Hi Robert, Thank you very much for the additional plots. Moderated t-test in your plots seems to have worked well at the 5% FDR level, but it also increased -log10 p-values for non-sex-specific genes so that several non-sex-specific genes were "significant" at the 10% FDR level. If you went further for the 25% FDR level, it seems that classical t-test would produce similar number of true hits at similar cost of false discovery. If you just try to get the top hits, the two approach performs similarly in practice. Although moderated t-test showed more significant p-values, based on the fact they were calculated so differently, I am not sure how to make sense of their absolute values beyond their use for gene ranking. Obviously, most biologists would prefer methods that make their results look more significant for publication pressures. So, number of citations is not necessarily a strong support for validity in this case. Are you familiar with other techniques and do they similarly also produce small p-values for some non-sex-specific genes? What is the best statistical method to generate solid results that minimize false identification of neutral genes? Thanks!

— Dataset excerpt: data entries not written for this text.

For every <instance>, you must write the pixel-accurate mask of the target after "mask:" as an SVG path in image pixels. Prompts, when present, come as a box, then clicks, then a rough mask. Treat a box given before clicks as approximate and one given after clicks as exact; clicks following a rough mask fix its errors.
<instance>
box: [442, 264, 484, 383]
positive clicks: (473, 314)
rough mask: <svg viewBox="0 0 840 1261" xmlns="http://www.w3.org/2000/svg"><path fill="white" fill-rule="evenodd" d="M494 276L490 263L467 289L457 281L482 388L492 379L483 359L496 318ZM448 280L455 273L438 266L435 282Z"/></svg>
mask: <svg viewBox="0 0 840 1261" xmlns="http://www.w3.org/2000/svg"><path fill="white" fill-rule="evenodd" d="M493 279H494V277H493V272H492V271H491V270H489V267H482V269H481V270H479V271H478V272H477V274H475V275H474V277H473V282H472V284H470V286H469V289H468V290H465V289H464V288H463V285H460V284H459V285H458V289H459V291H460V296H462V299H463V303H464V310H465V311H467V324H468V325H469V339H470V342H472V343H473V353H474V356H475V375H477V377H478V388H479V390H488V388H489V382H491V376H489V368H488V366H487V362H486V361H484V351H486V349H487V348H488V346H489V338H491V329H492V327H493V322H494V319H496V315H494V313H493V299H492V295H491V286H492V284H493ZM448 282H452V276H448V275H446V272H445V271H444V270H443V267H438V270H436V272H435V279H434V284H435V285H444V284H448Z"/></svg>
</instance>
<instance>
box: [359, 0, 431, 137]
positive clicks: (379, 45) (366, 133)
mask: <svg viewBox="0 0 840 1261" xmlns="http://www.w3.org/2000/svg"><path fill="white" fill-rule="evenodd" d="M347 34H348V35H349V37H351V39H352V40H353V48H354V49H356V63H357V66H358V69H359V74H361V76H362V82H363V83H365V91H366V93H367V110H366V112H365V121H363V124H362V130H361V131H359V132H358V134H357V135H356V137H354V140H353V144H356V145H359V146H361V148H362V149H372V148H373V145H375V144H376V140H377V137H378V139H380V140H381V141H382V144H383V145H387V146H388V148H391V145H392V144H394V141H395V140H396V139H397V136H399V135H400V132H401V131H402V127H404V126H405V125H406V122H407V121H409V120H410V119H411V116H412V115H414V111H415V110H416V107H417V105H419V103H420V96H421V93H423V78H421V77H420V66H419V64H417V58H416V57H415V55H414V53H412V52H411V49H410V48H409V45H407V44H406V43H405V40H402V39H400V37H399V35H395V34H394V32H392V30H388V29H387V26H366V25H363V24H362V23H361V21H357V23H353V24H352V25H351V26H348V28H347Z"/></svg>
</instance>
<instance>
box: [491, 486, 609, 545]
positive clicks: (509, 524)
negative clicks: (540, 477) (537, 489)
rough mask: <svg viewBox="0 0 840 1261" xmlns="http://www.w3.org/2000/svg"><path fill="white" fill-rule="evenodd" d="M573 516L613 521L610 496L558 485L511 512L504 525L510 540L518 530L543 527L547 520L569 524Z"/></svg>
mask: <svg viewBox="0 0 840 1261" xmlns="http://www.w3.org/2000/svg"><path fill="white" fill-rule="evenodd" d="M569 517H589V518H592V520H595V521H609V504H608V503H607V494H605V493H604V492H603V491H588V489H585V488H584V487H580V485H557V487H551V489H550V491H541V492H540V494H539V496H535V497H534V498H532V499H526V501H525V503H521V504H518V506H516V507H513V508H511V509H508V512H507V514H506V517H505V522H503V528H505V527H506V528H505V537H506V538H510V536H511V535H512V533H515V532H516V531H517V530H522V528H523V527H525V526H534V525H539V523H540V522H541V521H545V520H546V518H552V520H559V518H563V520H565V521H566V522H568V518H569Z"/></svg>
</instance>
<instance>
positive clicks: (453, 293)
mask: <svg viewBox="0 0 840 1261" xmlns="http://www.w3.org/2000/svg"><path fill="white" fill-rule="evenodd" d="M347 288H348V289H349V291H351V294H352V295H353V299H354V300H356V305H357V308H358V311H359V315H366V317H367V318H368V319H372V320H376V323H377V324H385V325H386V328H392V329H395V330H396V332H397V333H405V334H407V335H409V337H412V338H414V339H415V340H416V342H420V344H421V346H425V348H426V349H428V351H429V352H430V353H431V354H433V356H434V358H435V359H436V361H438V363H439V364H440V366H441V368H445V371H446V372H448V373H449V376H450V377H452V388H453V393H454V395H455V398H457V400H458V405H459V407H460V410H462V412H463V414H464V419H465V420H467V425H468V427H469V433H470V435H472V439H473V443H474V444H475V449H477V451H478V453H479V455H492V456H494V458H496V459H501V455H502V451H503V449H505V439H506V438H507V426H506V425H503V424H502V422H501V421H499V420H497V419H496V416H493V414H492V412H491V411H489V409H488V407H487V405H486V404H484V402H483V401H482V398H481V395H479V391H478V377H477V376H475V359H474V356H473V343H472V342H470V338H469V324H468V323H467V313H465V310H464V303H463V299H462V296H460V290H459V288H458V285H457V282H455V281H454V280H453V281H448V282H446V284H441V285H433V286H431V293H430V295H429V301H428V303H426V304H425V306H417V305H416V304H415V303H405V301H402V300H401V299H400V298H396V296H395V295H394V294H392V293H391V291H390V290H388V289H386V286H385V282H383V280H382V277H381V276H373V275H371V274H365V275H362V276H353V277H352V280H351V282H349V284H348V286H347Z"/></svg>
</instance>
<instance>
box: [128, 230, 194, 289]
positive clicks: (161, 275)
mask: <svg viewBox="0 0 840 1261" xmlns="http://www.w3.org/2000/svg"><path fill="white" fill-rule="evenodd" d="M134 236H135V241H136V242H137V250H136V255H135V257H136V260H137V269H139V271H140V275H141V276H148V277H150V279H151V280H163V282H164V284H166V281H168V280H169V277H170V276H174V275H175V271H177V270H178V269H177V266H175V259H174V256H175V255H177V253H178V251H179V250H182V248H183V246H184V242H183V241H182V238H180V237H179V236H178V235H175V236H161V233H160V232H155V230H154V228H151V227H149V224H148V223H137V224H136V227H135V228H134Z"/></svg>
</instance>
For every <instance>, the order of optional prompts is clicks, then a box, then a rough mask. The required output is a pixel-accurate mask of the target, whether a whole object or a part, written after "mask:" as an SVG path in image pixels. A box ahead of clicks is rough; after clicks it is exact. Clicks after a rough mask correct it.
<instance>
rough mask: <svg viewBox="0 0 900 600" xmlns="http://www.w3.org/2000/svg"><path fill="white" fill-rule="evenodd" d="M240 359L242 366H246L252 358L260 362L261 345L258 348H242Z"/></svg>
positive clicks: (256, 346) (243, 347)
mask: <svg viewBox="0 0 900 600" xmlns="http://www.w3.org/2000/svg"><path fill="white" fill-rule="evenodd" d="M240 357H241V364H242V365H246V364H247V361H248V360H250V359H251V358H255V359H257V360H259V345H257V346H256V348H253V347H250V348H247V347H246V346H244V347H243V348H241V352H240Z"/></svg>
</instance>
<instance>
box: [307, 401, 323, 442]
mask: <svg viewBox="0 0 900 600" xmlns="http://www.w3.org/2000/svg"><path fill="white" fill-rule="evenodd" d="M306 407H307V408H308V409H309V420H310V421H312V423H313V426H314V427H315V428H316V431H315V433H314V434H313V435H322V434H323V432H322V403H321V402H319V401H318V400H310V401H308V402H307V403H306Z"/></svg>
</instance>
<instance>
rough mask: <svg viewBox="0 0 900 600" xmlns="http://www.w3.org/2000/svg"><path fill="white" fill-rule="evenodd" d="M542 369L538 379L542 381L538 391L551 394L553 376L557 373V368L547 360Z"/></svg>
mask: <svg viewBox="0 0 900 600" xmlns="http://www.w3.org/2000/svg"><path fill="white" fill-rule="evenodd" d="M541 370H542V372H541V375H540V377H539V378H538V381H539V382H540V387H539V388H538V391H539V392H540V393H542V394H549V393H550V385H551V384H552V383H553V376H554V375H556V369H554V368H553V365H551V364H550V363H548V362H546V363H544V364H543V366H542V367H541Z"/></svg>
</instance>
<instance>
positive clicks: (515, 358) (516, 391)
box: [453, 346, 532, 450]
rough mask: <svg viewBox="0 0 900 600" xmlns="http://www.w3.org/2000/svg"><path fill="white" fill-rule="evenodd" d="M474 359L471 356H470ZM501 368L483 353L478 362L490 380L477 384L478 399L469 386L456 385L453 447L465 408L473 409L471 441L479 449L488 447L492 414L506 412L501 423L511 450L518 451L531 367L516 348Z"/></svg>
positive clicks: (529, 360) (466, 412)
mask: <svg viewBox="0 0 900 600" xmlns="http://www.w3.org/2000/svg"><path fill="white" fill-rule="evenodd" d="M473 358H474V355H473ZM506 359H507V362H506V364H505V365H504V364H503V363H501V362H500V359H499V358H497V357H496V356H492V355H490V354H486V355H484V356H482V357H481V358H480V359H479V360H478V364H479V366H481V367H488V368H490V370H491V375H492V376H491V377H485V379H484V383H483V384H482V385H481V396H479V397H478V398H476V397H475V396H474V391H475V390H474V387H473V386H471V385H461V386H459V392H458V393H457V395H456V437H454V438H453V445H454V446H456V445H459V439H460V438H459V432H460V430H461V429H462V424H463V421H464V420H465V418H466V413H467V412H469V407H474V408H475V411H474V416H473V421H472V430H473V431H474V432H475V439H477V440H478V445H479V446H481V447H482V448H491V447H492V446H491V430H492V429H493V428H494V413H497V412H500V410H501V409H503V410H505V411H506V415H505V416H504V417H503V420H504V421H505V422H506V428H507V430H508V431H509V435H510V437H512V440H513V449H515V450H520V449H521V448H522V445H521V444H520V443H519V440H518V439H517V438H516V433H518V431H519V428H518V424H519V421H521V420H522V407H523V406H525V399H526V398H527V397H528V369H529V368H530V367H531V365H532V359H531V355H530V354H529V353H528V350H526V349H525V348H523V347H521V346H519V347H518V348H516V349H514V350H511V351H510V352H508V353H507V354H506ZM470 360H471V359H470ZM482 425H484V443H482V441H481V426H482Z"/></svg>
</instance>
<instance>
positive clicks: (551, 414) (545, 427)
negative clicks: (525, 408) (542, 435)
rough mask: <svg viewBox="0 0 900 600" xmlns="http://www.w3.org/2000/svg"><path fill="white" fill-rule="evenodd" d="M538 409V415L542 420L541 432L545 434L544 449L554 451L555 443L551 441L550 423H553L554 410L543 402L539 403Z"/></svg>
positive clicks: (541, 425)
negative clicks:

hi, i think that the large user base of moderated t-tests, and the large number of publications using them, lead to more scrutiny on how these methods work. So, i'd say that if moderated t-tests would be systematically behind irreproducible results in the scientific literature, their responsibility would have been brought up by the scientific community.
There are many reasons, unrelated to moderated t-tests, why p-values may not be well calibrated, such as unadjusted batch effects, etc. In most of the papers i've seen people uses cutoffs of at most 10% FDR to call DE genes, essentially to minimize wrongly rejecting null hypotheses and remain close to rejecting genuinely alternative hypothesis but, anyway, let's look to the numbers at 25% FDR.
In the case of the classical t-test, at 25% FDR the raw p-value threshold goes in the y-axis of the bottom left panel of the third figure above, down to 4.01 units, which results in calling 7 DE genes between male and female individuals, 6 being sex-specific and 1 is not. Note that at 1% FDR the moderated t-test was calling 8 DE genes, all of them being sex-specific. If i push the FDR boundary to 25% with the moderated t-test, the raw p-value threshold goes down to 3.34 units, resulting in calling 30 DE genes, 9 of them being sex-specific and 21 are not. Here you may argue that the rate of false discoveries is much higher with a moderated t-test, but again, to detect 9 DE genes with documented sex-specific expression using the classical t-test, you would have to lower your FDR threshold to 46% FDR, and i think hardly anybody is interested in using such a lenient multiple testing correction.
i personally don't know of better techniques than moderated t-tests to deal with limited replication in differential expression analysis, but i'd be very interested in knowing if there's any.